Structurally, the stories do not provide traditionally rendered scenes, and they don't move linearly along from point A to point B to point C and so on. Many of them are broken up with italicized passages that serve as a counterpoint to the narrative. I like stories that bring disparate ideas together, but occasionally when reading them en masse, the technique becomes superfluous.
That small quibble aside, let me say that the stories overall are funny, intelligently written and original. "Spaghetti Language" mixes the narrator's love for a dead grandfather, a friend's beautiful 4-year-old child, and his lover, Terence, a gorgeous, tall, young black man who appears in several stories with learning computer programming language. There is a connection.
"Boys' Club" drops the reader smack dab into the lives of a gay punk band. This is probably the most traditional story and my favorite. The narrative voice is so authentically young and misunderstood and rebellious and poignantly philosophical: "Anarchism doesn't only mean destroying the government. It could
also mean destroying the forces dictating how people have to live. It was more acceptable to be out in the punk scene than in mainstream music culture even before you were able to slam around with other boyfags in lingerie."
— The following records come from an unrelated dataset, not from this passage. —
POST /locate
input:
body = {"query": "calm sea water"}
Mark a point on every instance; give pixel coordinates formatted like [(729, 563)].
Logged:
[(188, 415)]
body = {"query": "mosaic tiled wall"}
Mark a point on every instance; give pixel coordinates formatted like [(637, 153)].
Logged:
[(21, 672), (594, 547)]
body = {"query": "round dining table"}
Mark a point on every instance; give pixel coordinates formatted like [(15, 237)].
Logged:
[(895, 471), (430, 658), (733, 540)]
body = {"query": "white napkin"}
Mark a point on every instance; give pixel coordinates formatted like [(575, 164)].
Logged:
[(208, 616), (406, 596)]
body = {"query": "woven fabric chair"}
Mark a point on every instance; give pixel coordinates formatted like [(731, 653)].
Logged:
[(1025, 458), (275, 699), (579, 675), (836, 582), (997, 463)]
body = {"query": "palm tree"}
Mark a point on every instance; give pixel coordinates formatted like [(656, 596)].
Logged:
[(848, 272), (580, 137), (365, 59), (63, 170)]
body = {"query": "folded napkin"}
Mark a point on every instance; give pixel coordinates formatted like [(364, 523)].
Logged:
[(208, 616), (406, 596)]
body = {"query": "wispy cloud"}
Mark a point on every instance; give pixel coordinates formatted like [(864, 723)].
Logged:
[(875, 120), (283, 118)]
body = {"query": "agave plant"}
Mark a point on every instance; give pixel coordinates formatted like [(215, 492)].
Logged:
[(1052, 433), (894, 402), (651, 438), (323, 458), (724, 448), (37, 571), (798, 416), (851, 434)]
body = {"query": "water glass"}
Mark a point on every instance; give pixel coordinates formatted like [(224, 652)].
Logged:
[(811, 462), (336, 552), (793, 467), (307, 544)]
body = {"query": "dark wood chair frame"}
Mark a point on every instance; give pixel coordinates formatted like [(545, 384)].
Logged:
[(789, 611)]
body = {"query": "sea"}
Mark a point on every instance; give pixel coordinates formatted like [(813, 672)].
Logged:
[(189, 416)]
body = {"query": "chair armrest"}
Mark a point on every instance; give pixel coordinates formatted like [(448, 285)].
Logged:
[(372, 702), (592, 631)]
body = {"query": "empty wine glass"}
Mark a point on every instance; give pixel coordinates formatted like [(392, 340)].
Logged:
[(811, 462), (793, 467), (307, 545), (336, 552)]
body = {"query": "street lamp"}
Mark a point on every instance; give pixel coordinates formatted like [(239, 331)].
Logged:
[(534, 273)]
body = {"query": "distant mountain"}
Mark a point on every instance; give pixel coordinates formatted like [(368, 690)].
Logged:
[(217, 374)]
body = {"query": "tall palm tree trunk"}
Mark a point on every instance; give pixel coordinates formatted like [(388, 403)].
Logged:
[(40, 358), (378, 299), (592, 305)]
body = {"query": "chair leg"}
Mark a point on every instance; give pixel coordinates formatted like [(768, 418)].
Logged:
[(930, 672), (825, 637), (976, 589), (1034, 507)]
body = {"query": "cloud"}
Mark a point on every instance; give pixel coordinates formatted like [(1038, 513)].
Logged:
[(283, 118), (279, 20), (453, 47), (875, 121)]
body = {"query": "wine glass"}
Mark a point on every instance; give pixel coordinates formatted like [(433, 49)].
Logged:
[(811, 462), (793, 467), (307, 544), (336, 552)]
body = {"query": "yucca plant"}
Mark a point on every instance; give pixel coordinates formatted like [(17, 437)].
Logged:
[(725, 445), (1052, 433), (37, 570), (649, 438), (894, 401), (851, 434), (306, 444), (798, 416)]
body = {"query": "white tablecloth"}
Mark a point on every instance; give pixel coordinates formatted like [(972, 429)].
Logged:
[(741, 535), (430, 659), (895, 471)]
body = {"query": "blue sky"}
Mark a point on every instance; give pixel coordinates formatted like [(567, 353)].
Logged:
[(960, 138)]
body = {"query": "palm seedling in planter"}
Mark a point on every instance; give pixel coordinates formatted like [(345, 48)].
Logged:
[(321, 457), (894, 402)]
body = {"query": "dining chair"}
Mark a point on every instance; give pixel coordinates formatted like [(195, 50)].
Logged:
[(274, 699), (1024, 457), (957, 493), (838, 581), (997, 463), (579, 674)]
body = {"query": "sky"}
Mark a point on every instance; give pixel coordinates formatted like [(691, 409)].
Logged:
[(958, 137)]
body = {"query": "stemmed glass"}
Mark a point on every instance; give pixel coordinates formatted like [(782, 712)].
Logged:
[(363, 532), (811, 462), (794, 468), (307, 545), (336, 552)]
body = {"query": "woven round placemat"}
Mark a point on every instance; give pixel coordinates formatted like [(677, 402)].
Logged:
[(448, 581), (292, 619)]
Grayson's writing is full of delicious nuggets. Here's an insight in the title story about the narrator's hunt for a meaningful relationship: "I'd long ago given up going to slaughterhouses and trying to approach aspiring Abercrombie & Fitch catalog models emitting radiation from isotopes of unobtainium. After enough `access denied' messages, you don't want to do anything but log off."
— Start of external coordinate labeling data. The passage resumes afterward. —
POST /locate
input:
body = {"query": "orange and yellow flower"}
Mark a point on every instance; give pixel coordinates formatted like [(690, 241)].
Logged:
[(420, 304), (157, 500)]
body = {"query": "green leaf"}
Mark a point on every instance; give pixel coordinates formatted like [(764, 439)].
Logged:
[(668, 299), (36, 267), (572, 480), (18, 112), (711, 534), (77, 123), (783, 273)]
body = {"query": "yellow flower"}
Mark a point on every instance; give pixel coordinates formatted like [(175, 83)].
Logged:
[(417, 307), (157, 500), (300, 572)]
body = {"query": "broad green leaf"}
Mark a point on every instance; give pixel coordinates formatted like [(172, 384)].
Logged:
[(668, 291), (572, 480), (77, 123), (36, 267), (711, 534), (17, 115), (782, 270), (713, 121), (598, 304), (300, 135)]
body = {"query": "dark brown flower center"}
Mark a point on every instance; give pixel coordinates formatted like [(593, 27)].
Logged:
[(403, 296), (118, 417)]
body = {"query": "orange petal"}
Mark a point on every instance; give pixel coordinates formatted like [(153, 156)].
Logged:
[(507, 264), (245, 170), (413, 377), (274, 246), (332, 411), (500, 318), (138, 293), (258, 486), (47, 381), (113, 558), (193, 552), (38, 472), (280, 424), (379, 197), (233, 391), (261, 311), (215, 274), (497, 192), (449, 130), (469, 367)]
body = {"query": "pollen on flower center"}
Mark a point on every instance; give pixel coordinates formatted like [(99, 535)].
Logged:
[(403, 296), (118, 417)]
Other cool stories include "Those Old Dark, Sweet Songs," about the narrator's complicated relationship with Terence; "The Five Stages of Eating at Cuban-Chinese Restaurants," in which Terence breaks up with the narrator; and "Anything but Sympathy" about a 30-year-old man's first relationship with another man.
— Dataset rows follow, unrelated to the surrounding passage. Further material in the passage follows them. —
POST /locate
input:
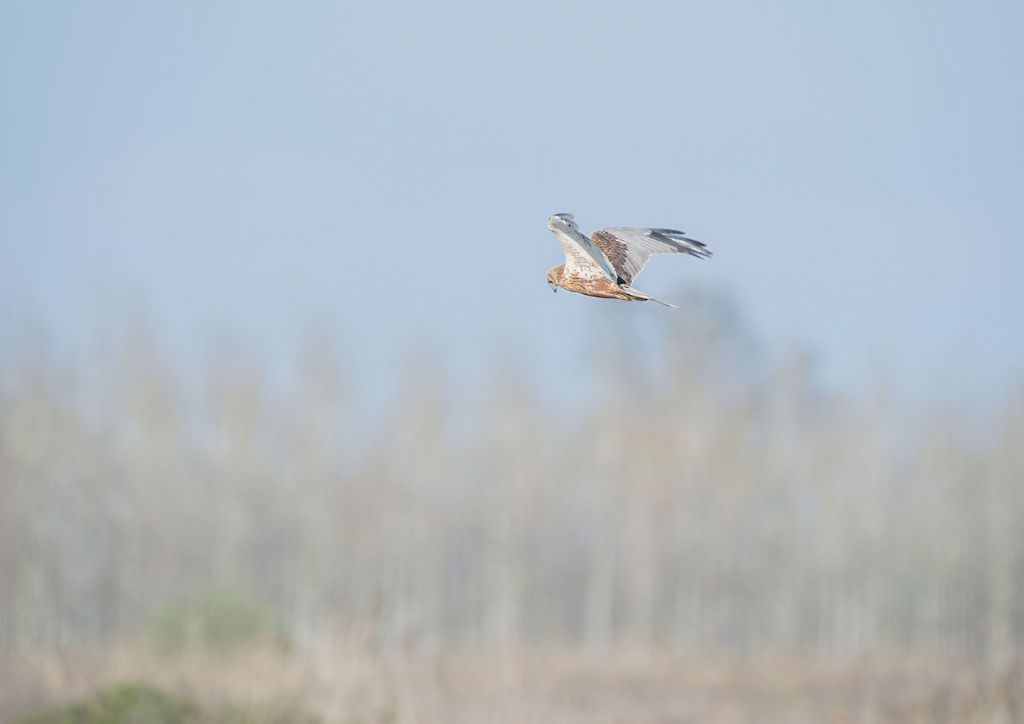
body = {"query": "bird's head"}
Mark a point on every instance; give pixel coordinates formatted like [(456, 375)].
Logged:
[(554, 277), (560, 221)]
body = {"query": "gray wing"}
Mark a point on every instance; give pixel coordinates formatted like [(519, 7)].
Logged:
[(583, 257), (628, 249)]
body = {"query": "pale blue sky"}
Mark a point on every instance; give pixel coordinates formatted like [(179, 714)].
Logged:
[(387, 169)]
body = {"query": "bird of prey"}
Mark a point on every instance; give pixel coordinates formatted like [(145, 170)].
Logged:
[(605, 263)]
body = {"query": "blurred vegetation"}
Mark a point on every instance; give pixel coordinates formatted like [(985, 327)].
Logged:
[(214, 621), (701, 499), (128, 704)]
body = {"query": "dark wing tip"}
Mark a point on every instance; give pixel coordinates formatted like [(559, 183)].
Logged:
[(690, 246)]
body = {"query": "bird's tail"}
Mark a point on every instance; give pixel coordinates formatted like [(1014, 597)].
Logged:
[(641, 297)]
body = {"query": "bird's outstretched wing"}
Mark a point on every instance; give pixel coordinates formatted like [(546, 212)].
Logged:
[(628, 249), (583, 257)]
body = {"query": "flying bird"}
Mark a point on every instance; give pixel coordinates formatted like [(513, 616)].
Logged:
[(605, 263)]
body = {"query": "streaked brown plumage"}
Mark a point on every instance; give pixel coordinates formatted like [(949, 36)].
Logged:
[(605, 263)]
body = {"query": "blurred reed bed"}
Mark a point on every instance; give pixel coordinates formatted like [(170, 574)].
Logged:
[(697, 502)]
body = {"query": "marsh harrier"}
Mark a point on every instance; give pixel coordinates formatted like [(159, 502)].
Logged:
[(605, 263)]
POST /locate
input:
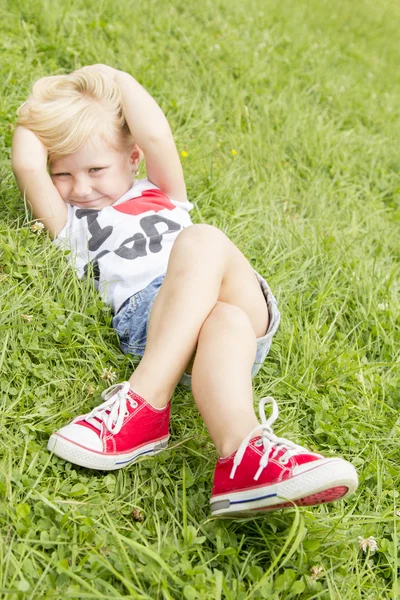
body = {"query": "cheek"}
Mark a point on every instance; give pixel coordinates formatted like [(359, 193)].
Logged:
[(61, 187)]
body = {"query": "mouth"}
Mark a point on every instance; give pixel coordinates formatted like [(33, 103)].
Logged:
[(86, 202)]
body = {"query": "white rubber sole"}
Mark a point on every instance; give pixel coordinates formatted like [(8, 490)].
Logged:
[(79, 455), (314, 486)]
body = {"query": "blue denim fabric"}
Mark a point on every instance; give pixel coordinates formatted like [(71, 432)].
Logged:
[(131, 323)]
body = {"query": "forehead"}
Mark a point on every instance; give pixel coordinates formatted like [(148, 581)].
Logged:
[(95, 151)]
These stories accurately capture snapshots of our culture at a very interesting moment. The Silicon Valley Diet and Other Stories sets out to prove we haven't really lost our humanity under the deluge of technology. And we probably never will.
Pat MacEnulty, a former promotional writer for the Sun-Sentinel, is a short-story writer and freelance fiction editor in Charlotte, N.C.
Monday, April 17, 2000
In "Notes on Fiction," the current (May 15, 2000) issue of Publishers Weekly has a brief review of Richard Grayson's The Silicon Valley Diet:
Compulsively talky and engaging disjunctive, the 12 stories in The Silicon Valley Diet, Richard Grayson's ninth collection, flash snapshots of gay men in their 20s, 30s and 40s battling it out in an online world. Lighter and funnier than much gay fiction, the stories riff on contemporary consumer culture (I'm wearing Calvin Klein chhinos like the sexy adolescents I spotted this morning in full-pages in Wired and Swing) and introduce sweet, mixed-up characters like Terence, who has a child "slept with a teddy bear -- even when he was practically, by his own admission, a teenage prostitute." Grayson knows New York City -- where many of these stories are set -- inside and out. (Red Hen,$14.95 paper 182p ISBN 1-888966-23-4; June)
Saturday, January 15, 2000
Richard Grayson has a letter in the New York Times today (January 15, 2000), oppsing reparations for the victims of crimes committed by prisoners who were brutalized at Attica and compensated for the government's brutality.